Natalie Christensen’s focus is on banal peripheral settings. Influenced by 25 years as a psychotherapist, her photos favor psychological metaphors. She deconstructs to color fields, geometry and shadow. Christensen has exhibited in noted museums and galleries in the U.S. and internationally, was a UAE Embassy invitee for a UAE Architecture Delegation tour, has been invited as Artist-in-Residence to Chateau d'Orquevaux, France and a photobook, “007 – Natalie Christensen,” has recently been published by Setanta Books, London. She has guest lectured at the Royal College of Art and led photography workshops at The Royal Photographic Society, London and Meow Wolf, Santa Fe. Christensen is the recipient of several photography awards and has work in permanent collections. Global media have taken notice with features in, among others, The Guardian, The Observer, Creative Boom, The British Journal of Photography, LandEscape Art Review, Art Reveal Magazine and Aesthetica Magazine. Christensen is represented by Catherine et Andre Hug Galerie, Paris; Turner Carroll Gallery, Santa Fe; Nordic Art Agency, Malmo; and Susan Spiritus Gallery, Newport Beach.
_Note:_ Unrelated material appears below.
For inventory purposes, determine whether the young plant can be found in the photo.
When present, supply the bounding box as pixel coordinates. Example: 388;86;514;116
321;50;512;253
Our first dossier encouraged readers to observe the beauty and voices of birds.
Consider this theme through the lens of migration, flight, evolution, and beyond.
DOSSIER






Catherine Eaton Skinner illuminates the balance of opposites and numerical systems – ranging from simple tantric forms to complex grids, reflecting mankind’s attempts to connect to place/each other. Skinner’s creativity stems from growing up in the Pacific Northwest, her Stanford biology degree and Bay Area Figurative painters Nathan Oliveira and Frank Lobdell’s painting instruction. Between Seattle and Santa Fe studios, she concentrates on painting, encaustic, photography, printmaking and sculpture. Various art anthologies contain her work. 100+ publications have highlighted Skinner’s art,
including LandEscape Art Review (London), Artists on Art, Magazine 43 (Berlin, Hong Kong, Manila) and the Radius Book publication of her monograph 108. Skinner has had 39 solo domestic and international exhibitions. Marin MOCA, the Royal Academy of Art, Yellowstone Art Museum and the Japanese Handmade Paper Museum have shown her work. Corporate and public collections include the Embassy of the United States, Tokyo; Boeing Corporation, Seattle; and the University of Washington, Seattle.




Irina Novikova is a graphic artist from Minsk (Belarus). She graduated from the State Academy of Slavic Cultures with a degree in art and the Moscow Humanitarian and Technical Academy with a degree in design. She is a member of the Krasnogorsk Union of Artists, the Federation of Watercolorists, the International Art Fund, and the Union of Russian Artists. Her first personal exhibition was held in the museum of Maxim Bagdanovich. In her works, she raises themes of ecology.